The Volkswagen Group will start testing a fleet of ten fully autonomous Audi e-Tron in the Haiheng district of the Chinese city of Hefei, which has about 80 km of roads with infrastructure compatible with smart vehicles. Residents of the area will be able to “summon” these autonomous taxis using a Volkswagen app.
“This is our first pilot project in China that seeks to link the automotive, electrical, and digital worlds to benefit consumers,” said Volkswagen China Executive Vice President Weiming Soh. According to the manager, this project could later be extended to other cities, although at the moment there is no specific schedule.
China is today one of the critical points in the development of autonomous driving technology, with Hefei being one of the country’s primary references thanks to the commitment of local authorities to new driving technologies, as evidenced by the deployment of infrastructure specific for autonomous vehicles on their streets.
“We feel very close to the Hefei government. You have the desire to achieve this [the advancement of autonomous driving], and we join.

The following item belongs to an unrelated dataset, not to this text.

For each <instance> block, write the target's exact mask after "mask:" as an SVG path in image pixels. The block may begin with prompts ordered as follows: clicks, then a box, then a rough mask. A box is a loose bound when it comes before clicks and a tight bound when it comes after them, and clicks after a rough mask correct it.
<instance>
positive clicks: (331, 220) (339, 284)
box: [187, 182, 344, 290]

If you want to make cars, you need many suppliers, and that creates jobs. If we choose [Hefei] as our base, we will generate it,” Soh adds.
It is not yet clear whether the technology employed by this fleet of ten Audi e-Tron will use Argo AI technology, an autonomous driving company in which Volkswagen recently made a monstrous $2.6 billion investment. Argo AI currently has two main investors: Volkswagen and its partner Ford, who share 80% of the company.
Through Argo AI, Ford and Volkswagen, which also have the alliance to develop commercial vehicles and electric cars jointly, aim to rival Cruise (General Motors), Waymo (Google), and Tesla in the realm of autonomous driving, a field in which most manufacturers are progressing more slowly than anticipated.